Two hours into troubleshooting why the example agent wouldn't work, I figured out the file name it had given me to tell the agent to grab was wrong. 

So I scrapped that, and a month later went to look for a no-code option. I found Zapier and Make.com, which both offered a free version. 

I tried Make.com because their free version seemed more flexible than Zapier's, and if I wanted to go for a paid version, their pricing was lower than Zapier's. 

Step 3: Build the agent


So, this is where I have to question every person who said they were able to create an agent in minutes. Maybe it's the fact that I was trying to create an agent that would collect news articles from multiple websites, rather than just connecting single apps to each other in a sequence of actions, but just figuring out how to pull the news articles into a Google Sheet with the URL and a summary of the article took me a full day. I was using Make.com's AI assistant, and I finally got things to work at the end of the day.

Or so I thought.

I let the system run, and looked at the results the next day. Every summary basically said, "In order for me to summarize this article, I'd suggest..." 

So I scrapped that and tried again, this time pulling everything into a Google Doc. I ended up having to create separate workflows, one per news source, rather than have one giant workflow that pulled from every news source I entered (I'd collected 10) for the GenAI tool to summarize. 

Once I had those workflows done, I found I needed to pay for Make.com in order to access the AI Agent ability.
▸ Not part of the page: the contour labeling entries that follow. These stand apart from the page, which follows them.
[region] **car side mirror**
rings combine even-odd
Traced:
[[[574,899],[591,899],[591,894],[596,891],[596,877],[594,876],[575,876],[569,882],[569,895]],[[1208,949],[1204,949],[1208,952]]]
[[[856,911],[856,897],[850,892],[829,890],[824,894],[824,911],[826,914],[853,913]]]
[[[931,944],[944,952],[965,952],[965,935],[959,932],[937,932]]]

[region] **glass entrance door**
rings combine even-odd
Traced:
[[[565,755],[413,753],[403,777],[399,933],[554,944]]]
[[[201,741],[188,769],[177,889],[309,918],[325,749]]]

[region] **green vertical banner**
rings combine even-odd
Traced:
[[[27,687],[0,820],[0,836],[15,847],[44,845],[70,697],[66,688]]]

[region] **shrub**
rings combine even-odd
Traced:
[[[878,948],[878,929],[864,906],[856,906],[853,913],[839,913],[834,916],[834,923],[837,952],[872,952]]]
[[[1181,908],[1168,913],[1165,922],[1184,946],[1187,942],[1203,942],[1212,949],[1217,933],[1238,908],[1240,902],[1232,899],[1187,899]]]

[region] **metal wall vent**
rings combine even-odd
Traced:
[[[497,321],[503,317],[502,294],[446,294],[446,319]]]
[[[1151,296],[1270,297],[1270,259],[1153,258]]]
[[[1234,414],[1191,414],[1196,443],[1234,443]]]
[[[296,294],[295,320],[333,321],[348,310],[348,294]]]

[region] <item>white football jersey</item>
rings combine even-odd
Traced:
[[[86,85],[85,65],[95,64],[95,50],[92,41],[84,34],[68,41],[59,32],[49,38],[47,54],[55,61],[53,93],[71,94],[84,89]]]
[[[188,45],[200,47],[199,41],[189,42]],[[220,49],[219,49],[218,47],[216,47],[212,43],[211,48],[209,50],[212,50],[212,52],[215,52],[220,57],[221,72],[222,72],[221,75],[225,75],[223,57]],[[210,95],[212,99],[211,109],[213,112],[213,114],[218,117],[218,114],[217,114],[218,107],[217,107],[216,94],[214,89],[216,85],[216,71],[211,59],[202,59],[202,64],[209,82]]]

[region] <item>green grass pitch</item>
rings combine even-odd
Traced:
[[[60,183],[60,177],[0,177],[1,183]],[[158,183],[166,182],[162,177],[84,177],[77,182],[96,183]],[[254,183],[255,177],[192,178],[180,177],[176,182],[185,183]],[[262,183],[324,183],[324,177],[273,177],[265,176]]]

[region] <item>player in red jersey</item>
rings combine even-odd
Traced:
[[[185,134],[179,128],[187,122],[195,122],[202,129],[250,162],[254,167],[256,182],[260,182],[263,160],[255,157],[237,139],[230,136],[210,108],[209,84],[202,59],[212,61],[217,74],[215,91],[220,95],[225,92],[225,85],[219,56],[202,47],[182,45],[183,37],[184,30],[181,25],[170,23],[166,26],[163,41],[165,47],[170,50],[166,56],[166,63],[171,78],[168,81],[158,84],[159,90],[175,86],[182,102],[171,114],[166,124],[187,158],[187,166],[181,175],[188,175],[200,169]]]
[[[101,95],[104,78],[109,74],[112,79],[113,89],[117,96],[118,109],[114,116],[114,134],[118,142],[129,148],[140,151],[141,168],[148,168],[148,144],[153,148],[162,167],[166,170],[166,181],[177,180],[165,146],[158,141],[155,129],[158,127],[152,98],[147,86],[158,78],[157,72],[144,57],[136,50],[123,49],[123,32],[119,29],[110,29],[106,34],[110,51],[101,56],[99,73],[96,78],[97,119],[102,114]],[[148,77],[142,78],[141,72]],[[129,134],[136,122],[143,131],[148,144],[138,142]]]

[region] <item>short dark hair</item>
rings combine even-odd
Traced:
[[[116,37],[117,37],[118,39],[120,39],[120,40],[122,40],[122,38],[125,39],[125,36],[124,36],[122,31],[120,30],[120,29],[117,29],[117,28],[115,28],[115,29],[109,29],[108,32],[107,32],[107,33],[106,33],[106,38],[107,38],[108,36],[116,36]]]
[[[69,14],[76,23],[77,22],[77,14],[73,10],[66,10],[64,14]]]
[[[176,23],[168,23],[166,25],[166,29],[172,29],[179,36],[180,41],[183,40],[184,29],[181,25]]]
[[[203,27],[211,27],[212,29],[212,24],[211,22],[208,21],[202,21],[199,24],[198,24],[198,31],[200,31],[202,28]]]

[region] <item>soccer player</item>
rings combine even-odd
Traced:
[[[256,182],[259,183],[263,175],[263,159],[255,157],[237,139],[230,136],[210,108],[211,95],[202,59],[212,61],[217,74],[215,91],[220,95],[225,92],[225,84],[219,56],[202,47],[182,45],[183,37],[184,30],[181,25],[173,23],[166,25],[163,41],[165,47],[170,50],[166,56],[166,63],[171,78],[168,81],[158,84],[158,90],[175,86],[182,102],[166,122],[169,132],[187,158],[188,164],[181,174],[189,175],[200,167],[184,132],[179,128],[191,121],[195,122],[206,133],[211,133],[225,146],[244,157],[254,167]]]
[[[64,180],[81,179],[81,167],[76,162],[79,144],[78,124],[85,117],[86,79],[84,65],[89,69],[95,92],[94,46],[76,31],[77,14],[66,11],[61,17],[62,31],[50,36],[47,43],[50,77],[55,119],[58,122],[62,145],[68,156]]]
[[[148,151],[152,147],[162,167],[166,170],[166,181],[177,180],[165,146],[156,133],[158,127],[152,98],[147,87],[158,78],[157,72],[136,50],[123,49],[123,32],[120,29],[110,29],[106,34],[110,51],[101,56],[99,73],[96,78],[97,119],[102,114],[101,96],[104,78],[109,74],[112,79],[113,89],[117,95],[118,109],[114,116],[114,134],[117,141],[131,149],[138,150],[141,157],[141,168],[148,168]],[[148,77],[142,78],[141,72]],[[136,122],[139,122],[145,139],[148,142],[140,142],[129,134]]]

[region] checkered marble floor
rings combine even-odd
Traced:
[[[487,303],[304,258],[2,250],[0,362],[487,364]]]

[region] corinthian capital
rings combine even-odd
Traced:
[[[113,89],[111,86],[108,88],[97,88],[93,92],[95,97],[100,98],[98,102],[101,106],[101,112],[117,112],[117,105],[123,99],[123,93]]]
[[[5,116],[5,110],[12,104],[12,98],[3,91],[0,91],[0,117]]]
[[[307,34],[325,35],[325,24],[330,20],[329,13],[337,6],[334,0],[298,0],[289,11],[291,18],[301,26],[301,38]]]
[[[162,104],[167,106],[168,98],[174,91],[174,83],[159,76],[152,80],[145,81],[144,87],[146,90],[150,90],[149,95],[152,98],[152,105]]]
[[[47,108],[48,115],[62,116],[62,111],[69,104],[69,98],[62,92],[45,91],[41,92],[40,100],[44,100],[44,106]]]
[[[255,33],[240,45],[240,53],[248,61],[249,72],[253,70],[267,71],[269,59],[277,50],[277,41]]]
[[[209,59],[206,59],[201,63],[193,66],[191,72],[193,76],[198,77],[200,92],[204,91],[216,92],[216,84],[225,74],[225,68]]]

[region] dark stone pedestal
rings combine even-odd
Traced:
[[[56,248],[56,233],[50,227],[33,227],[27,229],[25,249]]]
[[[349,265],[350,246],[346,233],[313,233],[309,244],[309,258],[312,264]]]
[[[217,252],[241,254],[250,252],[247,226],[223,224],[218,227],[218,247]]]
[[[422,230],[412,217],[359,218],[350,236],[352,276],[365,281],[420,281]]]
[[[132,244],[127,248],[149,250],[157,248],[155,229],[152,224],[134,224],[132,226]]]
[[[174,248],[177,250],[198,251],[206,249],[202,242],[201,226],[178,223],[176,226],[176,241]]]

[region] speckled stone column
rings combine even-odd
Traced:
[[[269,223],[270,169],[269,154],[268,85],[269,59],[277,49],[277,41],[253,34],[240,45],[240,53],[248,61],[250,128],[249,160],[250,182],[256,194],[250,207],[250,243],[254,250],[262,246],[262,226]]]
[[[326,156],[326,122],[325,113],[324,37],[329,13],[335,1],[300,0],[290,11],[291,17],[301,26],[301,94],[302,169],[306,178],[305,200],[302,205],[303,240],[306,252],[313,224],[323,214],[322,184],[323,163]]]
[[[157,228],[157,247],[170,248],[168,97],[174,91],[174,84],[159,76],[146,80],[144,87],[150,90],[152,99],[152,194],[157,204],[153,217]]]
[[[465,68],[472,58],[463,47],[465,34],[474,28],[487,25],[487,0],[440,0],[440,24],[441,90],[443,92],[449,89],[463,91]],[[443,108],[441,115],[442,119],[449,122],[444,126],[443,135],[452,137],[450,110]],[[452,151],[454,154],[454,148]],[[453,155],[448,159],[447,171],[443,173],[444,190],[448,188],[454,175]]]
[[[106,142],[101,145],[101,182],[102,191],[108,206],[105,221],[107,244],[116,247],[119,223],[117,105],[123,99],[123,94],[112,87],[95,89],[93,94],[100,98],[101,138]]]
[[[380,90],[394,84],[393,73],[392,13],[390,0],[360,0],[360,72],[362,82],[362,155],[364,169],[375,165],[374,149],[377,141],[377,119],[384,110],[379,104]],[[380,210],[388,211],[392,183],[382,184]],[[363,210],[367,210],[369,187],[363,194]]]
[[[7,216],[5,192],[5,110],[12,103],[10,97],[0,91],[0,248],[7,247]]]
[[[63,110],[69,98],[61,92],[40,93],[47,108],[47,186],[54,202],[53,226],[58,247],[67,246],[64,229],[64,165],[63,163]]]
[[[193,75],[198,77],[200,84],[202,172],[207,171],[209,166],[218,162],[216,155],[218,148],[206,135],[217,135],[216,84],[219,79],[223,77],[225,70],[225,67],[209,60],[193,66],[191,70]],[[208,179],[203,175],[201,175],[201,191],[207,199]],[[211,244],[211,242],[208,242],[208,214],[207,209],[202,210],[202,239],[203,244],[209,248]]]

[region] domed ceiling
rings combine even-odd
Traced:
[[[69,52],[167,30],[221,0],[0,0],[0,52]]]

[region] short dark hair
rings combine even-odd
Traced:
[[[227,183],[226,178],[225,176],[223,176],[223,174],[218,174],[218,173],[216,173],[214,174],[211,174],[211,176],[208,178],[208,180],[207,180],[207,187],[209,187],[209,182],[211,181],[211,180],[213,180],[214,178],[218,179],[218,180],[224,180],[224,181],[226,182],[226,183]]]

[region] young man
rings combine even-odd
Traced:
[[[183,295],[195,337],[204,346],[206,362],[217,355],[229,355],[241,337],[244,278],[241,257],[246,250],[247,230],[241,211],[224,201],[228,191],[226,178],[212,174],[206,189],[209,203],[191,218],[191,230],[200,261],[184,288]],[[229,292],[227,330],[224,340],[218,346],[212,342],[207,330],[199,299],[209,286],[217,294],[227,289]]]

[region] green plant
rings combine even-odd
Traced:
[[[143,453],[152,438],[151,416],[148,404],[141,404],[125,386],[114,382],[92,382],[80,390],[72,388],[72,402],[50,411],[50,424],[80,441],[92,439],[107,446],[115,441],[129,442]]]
I'd spent so much time building all of the workflows (called Scenarios) that I decided to pay for at least a month to see if I found the agentic AI thing to be worth it. 

I pulled all of my news-summarizing scenarios into the AI Agent builder, and then got incredibly confused, because I couldn't find where to create the module to tell the scenarios to start working. 

An hour and a YouTube video later, I learned I needed to create a new Scenario that pulled in the "AI Agent." Essentially, the AI Agent collected all of the Scenarios together in one place, so that the final Scenario was essentially just the trigger, the collection of tasks, and the output. 

Two days of no-coding later...


Maybe I just had a really steep learning curve others didn't with this process. Maybe I had a more complicated use case than others had for their AI agents. But this agent took a lot more trial, error, and tenacity than I had expected. Not only that, there were definitely some technical aspects that I needed to learn along the way so that I could map the correct fields from one module to the next. 

Is it worth it?


YES. When you have the right use case for creating an AI agent, taking the time to build one is definitely a time-saver in the long-run! 

Would I create an agent that wrote a survey for me, then connected to a panel provider's API to launch, and analyze the data once the number of respondents desired had been met? 

NO. I still need to review the survey questions, at the very least. If it were a qualitative study, I would want to double check the analysis for hallucinations or just misrepresentations of data. 

But does this have promise for further automation of various time-consuming tasks? Absolutely. I'm sure I haven't scratched the surface of what others have been able to build (though I side-eye the people who have built agents that will write and post content of any variety, because I don't think we should be delegating original content creation to any AI), but I'm already building another agent to pull more information from specific keyword searches on sites to then summarize. I'm excited to keep playing with this, and I'd love to hear what use cases you've thought of for agentic AI, or use cases for which you've created your own AI agents!